Sábado (y domingo): sábanas heladas, mantas viejas. Bebo un trago de ratafia. Me duele el pecho. Y la tristeza rezuma por las paredes como humedad de boira.

En dos días me voy al norte, muy al norte (Tallín y Vilnius). Tengo miedo. Desidia de los días. Ilusiones congeladas (Hemos escogido a otro perfil, me han dicho; no les gustó mi perfil: demasiado narigudo, no siempre erguido, y con mis incipientes curvas de cuarentón, eso pienso).
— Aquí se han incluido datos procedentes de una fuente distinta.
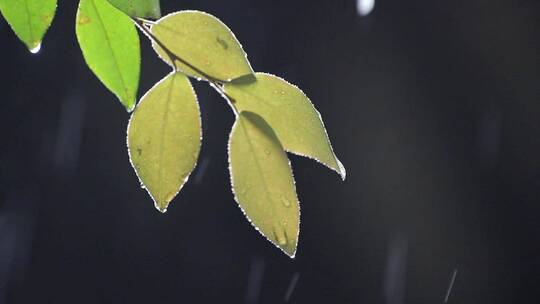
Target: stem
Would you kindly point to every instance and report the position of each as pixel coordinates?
(215, 83)
(173, 57)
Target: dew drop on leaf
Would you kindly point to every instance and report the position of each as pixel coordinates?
(36, 49)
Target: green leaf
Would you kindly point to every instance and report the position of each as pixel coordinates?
(204, 42)
(262, 181)
(291, 114)
(139, 8)
(164, 138)
(110, 44)
(29, 19)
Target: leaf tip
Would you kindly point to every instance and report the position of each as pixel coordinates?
(341, 170)
(161, 207)
(35, 48)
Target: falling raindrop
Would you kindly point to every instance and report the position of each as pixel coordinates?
(364, 7)
(285, 201)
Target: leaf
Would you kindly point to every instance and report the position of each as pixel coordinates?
(291, 114)
(110, 45)
(139, 8)
(204, 42)
(29, 19)
(164, 138)
(262, 181)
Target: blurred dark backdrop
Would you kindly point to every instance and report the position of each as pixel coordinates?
(433, 107)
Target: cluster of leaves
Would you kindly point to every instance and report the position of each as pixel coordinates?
(164, 133)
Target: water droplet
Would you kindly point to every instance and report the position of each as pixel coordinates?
(36, 49)
(286, 202)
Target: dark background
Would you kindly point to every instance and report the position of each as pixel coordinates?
(433, 107)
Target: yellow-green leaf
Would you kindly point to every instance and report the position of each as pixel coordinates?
(291, 114)
(110, 44)
(204, 42)
(262, 181)
(164, 138)
(139, 8)
(29, 19)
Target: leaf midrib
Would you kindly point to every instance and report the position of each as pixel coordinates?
(258, 165)
(115, 60)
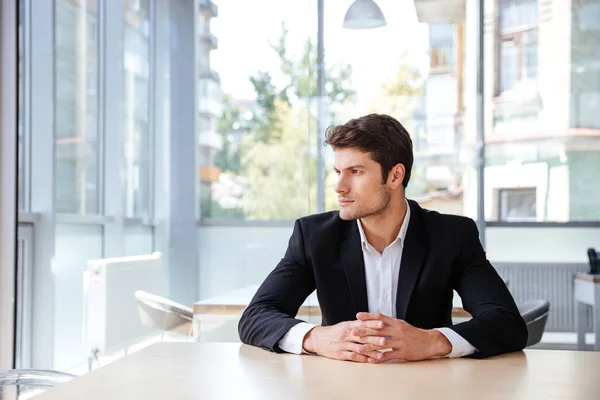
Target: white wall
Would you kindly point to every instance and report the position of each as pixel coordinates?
(237, 256)
(552, 245)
En mi cabeza se ha introcido una moto. De líneas agresivas, devoradora de asfalto y capaz de triscar por el campo, la GS650 de BMW empieza a caracolear en las circunvoluciones de mi cerebro. Ronroneo al imaginarme subido en ella. Ronroneo, soñando que en ella me subo para surcar asfaltos, cruzar rayas, atravesar mesetas y recorrer sierras, cordilleras, pedregales, terraplenes…

Me atosiga de nuevo la necesidad de huir. La huida constituye mi más genuino elemento caracterial. Soy un fugado del mundo, un huido de mí mismo. Lost in translation es una película que me gustó, y Lost me llaman. Y sin embargo la desazón se crece porque descubro que no sé perderme, no acabo de lograrlo. No estoy perdido, pero sí desorientado.

Por eso me recluyo en el frío, en los olores, en los ruidos de mi tierra. Es una necesidad, un anclaje, una consuetudinaria salvaguardia que me impide descarrilar.

Por eso en Vilnius me zambulliré en el vodka. Y seguiré ronroneando. Y soñando. Y añorando esta tierra, la mía.